If only it wasn’t so damn hot. Flickering memories of being trapped in a modest cottage surrounded by smoke and suffocated by heat played with my senses. I forced the memories away and tightened my grip on the staff, the weight of it anchoring me to the present. I reminded myself, I’m not that little girl anymore.
As if reading my mind, Uncle Samson’s expression softened, and he said, “Maybe you can take a dip in the pond too when we’re done.”
I nodded my acknowledgement, focusing instead on my technique. I switched to a narrow hold—fists a few inches apart positioned at the center and moved to horse stance. I closed my eyes and lead the staff in a rowing figure eight motion. I concentrated on the weight and balance of the staff as it glided through the circular motions. My uncle taught me that a weapon is not a tool, but an extension of yourself. “How you use your weapon and how you treat it will determine your success with it,” he always said.
My weapons will be used to protect those I love. My weapons are treated with care and respect. As for success, it is up to me to be successful.
My father tried to kill me and my mother.
Whenever I tried to find out more about my father, my mother and uncle would only say that he was a very powerful man. My grandfather hinted once that my father was of noble blood. Someone from the palace. My grandfather used to be one of the top physicians there. My mother was upset for days after my grandfather’s slip-up. She assured me that I would learn the truth soon enough, but for now, I had to stay hidden and learn how to fight and protect myself.
My uncle’s voice cut through my wandering thoughts. “Be present in your actions, Vivian.”
I cleared my thoughts of my father. I opened my eyes, but kept my expression blank. Making excuses only earned more practice time. Action with purpose. That’s what mattered most to my uncle.
I raised the staff over my head, swinging it down in a striking motion toward my imaginary opponent’s ribs. I swung again, pivoting my hips and keeping my staff parallel to the ground, hitting the same point as before. I lifted up my knee and pulled my staff back in order to lunge and thrust the staff forward. I lifted up my knee again to repeat the stabbing technique, but stopped when I heard a crunch—a foot step—on dried leaves outside the barn.
My eyes darted to my uncle and we waited another moment. When the footsteps grew louder, signaling someone coming closer, I turned and sat on a bale of hay near one of the stalls. My uncle threw a smoothing cloth at me and then he grabbed a pitchfork from another stall.
One of the doors to the barn opened and the farmer’s daughter poked her head inside. She frowned. “Goodness, it’s hot in here!” She opened the other one and I was grateful for the cool air that floated through the barn. “If your uncle wasn’t here, I’d think you were up to no good, Vin.”
“Good afternoon, Miss Lena.” She was the same age as me, but we were opposites in appearance.

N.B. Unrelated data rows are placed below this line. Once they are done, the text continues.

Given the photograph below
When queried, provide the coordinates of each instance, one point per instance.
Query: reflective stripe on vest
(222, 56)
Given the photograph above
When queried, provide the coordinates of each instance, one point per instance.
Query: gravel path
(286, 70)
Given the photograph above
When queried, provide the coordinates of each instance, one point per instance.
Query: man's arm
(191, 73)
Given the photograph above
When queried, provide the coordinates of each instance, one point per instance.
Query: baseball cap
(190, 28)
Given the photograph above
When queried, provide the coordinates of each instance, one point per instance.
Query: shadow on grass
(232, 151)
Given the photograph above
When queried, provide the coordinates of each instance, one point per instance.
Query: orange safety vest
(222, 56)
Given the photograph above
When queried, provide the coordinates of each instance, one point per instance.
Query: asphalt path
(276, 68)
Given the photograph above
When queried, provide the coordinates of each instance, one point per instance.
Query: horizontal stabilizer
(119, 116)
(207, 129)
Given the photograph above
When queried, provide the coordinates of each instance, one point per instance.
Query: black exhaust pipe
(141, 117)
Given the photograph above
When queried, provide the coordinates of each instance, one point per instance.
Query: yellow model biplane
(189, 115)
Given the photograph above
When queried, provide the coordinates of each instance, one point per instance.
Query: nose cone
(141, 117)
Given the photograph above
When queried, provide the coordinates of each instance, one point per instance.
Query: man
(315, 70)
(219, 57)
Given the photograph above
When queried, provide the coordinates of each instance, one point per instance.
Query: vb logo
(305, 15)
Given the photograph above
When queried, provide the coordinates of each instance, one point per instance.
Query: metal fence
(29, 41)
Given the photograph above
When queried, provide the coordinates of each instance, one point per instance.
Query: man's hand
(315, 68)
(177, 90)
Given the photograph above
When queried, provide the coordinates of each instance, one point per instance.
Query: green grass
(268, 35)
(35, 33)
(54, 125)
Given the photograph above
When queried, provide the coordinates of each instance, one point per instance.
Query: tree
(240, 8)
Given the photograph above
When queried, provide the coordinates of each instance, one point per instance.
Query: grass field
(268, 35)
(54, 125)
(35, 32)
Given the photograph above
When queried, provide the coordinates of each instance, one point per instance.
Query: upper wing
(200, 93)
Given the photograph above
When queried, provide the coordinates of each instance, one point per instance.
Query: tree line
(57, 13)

She had long hair the color of corn silk, fair skin, and a generous figure. I was tall, lean and had short dark hair. I returned my attention to the staff, using the smoothing cloth to polish it. She stood in front of me, her lips pinched to one corner.
She liked to tease the boys in the village, but I never took the bait. I think she would probably be upset if she found out I was not a boy.